Following one of the warmest Springs on record, air conditioning hire company Andrews Sykes reports a sharp increase in enquiries compared to recent years.
The company has reported a recent 50 per cent increase in enquiries during the final third of April when temperatures soared to 27.8 °C in Surrey, on one of the hottest days since 1949.
To deal with the increased demand, Andrews Sykes has recruited an additional 11 members of staff. The warm weather was particularly good timing they say, as the company has launched the new PAC60 air conditioning unit.
Steve Reeve, sales director at Andrews Sykes said: 'There are no industry wide figures available for portable air conditioning hire but as we have the biggest range of equipment, it is highly likely that these statistics are representative of the UK as a whole.
'The UK's air conditioning hire market is gradually becoming less seasonal but there are clearly peaks in activity, such as this spike in April.
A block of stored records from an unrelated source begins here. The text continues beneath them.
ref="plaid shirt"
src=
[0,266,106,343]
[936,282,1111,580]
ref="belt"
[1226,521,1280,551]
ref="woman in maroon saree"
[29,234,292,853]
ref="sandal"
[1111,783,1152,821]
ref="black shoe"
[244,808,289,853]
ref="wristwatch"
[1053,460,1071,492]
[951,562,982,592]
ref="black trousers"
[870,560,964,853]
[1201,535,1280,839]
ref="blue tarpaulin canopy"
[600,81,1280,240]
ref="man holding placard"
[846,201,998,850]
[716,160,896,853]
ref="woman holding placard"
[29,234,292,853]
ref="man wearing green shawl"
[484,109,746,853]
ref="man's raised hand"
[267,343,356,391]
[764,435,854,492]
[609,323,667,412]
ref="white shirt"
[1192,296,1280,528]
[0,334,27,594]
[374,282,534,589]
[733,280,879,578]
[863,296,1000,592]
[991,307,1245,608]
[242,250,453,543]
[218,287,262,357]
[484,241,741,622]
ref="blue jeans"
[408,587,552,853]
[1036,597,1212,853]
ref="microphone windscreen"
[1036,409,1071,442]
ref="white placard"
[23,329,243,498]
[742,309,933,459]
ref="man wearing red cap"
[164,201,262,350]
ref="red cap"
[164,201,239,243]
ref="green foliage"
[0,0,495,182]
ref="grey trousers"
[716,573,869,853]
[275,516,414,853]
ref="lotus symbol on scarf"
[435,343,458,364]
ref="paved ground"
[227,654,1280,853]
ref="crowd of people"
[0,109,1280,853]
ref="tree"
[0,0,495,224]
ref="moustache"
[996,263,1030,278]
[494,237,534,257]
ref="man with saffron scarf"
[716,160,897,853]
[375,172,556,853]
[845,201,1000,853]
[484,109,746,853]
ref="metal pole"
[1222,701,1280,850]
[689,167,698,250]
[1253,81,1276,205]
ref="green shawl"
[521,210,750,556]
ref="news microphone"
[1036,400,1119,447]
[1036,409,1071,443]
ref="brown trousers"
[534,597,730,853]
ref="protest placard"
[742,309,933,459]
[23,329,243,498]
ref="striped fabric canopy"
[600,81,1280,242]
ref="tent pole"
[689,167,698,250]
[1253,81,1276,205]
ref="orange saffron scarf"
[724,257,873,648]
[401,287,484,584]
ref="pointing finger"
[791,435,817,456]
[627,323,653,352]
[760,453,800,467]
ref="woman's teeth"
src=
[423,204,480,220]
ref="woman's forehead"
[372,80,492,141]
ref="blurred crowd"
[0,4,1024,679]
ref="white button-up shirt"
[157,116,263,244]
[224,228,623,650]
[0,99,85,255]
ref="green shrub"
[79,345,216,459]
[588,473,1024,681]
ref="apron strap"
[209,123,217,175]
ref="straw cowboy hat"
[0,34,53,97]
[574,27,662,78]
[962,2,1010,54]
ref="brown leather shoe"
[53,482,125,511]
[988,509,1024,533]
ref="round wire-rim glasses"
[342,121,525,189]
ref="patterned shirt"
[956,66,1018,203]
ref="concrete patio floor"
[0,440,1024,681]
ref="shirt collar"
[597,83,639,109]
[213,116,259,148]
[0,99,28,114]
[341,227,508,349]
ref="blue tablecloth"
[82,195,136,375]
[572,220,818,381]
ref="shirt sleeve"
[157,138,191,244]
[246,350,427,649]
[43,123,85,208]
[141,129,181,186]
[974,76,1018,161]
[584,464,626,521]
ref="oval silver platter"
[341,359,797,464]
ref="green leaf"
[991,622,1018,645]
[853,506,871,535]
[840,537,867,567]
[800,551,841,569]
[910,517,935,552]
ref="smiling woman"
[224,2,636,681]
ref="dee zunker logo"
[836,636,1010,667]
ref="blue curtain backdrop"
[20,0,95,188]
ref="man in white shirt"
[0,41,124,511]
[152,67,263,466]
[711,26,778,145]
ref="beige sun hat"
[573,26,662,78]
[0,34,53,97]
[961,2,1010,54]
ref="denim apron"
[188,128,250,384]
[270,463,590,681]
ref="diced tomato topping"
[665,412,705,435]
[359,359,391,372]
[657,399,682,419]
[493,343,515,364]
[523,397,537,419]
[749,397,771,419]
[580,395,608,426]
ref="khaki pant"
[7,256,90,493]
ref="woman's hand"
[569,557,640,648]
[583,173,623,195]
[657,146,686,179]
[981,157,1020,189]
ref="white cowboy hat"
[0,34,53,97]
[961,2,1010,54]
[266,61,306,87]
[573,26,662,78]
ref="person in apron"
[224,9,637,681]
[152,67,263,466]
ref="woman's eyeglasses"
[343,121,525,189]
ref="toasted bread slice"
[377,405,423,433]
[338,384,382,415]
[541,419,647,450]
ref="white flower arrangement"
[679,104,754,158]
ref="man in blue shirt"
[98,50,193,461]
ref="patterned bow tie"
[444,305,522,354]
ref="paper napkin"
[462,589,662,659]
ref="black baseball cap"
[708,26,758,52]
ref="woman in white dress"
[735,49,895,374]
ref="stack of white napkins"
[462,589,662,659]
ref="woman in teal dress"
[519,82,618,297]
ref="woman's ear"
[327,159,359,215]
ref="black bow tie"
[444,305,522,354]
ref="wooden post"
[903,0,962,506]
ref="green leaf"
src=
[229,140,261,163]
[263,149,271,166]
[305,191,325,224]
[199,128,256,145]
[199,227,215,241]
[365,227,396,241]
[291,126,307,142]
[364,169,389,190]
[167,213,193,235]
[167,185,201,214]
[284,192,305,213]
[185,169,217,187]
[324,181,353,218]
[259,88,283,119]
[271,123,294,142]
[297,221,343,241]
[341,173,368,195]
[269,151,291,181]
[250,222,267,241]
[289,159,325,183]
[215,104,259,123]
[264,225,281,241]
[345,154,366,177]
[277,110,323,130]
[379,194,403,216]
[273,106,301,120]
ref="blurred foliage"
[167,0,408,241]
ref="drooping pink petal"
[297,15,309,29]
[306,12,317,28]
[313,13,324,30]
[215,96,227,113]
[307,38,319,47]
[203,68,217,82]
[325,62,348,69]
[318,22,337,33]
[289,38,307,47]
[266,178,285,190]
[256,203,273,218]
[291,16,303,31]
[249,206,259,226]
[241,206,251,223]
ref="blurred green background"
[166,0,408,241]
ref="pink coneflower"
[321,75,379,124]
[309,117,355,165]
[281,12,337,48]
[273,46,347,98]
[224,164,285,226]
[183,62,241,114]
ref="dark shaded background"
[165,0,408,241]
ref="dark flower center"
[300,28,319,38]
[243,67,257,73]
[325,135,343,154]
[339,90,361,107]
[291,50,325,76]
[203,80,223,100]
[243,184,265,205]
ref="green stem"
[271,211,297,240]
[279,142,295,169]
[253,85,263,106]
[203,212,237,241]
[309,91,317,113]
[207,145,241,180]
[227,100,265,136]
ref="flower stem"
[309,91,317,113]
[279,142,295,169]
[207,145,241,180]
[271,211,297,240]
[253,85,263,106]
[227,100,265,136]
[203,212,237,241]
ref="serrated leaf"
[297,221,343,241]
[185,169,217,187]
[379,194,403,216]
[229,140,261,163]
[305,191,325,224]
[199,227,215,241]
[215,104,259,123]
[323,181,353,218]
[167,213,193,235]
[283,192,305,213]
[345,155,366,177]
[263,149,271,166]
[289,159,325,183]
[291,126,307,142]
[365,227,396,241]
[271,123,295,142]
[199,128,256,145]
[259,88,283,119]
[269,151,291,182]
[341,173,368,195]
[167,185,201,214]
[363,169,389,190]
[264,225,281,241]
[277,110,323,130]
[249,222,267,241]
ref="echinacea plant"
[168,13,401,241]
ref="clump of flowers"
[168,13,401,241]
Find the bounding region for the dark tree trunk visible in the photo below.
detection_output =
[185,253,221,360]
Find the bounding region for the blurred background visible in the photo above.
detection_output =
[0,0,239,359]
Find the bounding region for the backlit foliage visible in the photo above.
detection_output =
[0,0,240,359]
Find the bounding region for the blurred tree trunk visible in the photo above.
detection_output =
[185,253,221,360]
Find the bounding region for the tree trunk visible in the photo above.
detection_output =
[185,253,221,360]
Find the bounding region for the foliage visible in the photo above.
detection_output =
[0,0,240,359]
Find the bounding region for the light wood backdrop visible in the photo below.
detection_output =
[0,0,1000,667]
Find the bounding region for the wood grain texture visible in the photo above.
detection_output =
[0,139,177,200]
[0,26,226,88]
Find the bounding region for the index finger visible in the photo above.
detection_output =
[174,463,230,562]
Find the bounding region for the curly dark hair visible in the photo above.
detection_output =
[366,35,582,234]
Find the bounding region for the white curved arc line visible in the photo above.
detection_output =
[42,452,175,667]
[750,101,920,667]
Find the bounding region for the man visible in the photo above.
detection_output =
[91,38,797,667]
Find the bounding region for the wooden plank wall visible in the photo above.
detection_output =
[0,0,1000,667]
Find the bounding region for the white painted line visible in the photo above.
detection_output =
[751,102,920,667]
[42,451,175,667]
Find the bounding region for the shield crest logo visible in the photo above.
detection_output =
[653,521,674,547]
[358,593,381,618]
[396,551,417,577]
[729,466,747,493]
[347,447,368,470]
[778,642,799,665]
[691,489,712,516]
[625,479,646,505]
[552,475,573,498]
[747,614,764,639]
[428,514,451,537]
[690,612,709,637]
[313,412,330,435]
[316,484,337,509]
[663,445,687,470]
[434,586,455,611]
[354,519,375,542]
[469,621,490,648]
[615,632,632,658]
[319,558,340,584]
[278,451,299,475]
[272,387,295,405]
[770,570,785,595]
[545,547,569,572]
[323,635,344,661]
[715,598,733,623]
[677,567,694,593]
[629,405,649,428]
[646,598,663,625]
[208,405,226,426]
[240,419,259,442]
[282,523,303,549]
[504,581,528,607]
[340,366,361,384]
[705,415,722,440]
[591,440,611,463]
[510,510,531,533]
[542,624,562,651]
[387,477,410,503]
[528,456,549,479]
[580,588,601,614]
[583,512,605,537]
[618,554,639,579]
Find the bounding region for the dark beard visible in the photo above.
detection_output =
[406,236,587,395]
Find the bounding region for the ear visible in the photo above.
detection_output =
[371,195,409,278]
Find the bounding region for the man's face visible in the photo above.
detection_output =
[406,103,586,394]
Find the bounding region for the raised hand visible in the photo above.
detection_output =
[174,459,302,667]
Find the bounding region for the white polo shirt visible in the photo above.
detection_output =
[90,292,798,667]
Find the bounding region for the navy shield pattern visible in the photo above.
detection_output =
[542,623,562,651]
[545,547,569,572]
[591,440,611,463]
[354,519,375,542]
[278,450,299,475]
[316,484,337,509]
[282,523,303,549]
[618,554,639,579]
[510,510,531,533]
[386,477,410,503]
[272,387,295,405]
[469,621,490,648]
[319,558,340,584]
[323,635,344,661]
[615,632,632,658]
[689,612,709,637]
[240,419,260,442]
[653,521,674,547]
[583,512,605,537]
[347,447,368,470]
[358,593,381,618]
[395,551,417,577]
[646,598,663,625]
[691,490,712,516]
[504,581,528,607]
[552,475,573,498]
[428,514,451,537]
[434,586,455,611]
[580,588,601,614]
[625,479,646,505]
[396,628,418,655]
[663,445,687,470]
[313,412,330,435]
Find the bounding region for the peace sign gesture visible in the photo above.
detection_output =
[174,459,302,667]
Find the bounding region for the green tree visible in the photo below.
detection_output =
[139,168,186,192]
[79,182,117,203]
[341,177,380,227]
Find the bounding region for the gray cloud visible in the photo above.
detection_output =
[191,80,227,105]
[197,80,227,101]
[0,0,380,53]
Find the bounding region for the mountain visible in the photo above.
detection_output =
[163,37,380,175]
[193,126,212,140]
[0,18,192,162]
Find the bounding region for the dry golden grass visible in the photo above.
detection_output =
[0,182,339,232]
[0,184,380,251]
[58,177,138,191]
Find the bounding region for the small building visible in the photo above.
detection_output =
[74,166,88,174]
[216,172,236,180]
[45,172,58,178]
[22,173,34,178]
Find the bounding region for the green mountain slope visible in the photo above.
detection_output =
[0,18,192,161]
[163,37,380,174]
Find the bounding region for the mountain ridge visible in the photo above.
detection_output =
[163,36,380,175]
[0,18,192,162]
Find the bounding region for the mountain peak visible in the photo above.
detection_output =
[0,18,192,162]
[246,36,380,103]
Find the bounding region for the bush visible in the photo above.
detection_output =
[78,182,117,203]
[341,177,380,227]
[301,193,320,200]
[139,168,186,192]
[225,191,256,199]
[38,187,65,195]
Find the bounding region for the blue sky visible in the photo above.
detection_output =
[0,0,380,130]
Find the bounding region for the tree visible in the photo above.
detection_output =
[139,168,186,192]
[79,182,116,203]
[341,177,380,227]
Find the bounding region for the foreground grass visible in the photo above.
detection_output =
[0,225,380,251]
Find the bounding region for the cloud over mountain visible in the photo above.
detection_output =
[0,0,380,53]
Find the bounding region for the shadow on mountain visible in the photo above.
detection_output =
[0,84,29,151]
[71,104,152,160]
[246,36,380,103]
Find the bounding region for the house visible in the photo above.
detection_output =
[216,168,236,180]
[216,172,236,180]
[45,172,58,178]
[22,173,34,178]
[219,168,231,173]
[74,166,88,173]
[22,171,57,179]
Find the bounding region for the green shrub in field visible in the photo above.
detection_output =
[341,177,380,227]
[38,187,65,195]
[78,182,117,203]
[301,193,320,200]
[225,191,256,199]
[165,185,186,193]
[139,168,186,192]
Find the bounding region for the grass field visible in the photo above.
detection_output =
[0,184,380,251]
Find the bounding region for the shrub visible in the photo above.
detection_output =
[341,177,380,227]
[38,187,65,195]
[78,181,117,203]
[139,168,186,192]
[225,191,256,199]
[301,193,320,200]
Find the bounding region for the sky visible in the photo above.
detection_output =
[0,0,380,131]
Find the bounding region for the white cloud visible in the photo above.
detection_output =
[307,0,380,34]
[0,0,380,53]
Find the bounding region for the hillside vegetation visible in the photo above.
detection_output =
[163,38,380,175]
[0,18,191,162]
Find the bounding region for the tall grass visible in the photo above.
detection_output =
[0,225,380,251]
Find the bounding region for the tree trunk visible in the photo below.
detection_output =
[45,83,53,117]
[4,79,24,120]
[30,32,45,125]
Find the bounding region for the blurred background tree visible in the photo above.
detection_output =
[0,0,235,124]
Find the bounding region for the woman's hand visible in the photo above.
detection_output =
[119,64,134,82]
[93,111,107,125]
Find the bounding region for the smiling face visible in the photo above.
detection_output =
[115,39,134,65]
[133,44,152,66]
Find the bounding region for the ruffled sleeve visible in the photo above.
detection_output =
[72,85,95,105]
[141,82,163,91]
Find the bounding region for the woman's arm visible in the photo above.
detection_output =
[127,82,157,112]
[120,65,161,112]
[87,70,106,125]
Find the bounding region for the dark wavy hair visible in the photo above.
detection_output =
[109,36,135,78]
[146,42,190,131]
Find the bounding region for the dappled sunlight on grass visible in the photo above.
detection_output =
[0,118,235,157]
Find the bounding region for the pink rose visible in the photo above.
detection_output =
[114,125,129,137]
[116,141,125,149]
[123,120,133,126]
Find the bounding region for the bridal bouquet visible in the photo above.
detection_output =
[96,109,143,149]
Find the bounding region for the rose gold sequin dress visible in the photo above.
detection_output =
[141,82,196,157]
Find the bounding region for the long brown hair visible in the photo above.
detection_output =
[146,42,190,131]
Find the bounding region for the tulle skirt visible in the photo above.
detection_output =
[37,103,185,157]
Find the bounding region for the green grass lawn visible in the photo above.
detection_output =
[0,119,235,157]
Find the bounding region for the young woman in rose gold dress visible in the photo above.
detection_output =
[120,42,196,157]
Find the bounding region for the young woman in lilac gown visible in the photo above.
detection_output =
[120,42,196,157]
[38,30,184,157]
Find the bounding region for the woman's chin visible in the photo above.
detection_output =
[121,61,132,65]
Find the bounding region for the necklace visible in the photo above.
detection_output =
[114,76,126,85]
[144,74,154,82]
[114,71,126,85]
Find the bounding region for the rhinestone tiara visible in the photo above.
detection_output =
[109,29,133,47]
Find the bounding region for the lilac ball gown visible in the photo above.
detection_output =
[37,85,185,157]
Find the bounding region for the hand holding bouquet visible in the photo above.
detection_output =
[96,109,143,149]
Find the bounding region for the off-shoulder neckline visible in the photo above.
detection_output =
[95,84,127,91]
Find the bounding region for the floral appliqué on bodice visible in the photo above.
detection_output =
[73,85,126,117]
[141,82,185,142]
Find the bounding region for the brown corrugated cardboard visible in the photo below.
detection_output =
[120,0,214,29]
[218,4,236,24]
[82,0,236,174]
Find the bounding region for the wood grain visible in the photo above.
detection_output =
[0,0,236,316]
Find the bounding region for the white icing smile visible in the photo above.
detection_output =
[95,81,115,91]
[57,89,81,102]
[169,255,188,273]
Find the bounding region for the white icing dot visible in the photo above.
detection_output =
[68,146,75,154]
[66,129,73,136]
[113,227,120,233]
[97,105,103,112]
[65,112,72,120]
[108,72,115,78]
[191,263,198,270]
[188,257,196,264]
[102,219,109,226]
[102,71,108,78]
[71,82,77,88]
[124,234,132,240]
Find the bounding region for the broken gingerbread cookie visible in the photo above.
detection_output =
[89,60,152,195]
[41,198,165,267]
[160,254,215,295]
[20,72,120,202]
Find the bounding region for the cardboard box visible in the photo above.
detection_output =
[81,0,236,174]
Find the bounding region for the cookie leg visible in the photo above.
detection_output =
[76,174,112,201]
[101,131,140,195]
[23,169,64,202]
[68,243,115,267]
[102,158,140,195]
With global temperatures rising; more industry sectors requiring a highly controlled indoor environment and a general uptake in air conditioning as a whole, the hire market is now less reliant on a hot summer for all of its business. Of course we do benefit during summers such as the one in 2006.'
Andrews Sykes say they have received three distinct types of query:
Emergency call outs
- when organisations switch on their in-built air conditioning for the first time after winter to discover faults or inefficiencies that need to be fixed. Renting portable air conditioning then seems the quickest option.
- the unseasonal temperatures have alerted organisations to the possibility of a long hot summer and so they are putting contingency plans in place (such as the option to hire equipment at short notice) to maintain suitable working conditions.
- where air conditioning is a necessity rather than a luxury (as in some manufacturing or industrial settings) organisations are hiring portable equipment in order to undertake planned maintenance work, to ensure their in-built system will cope with conditions over the hotter summer months.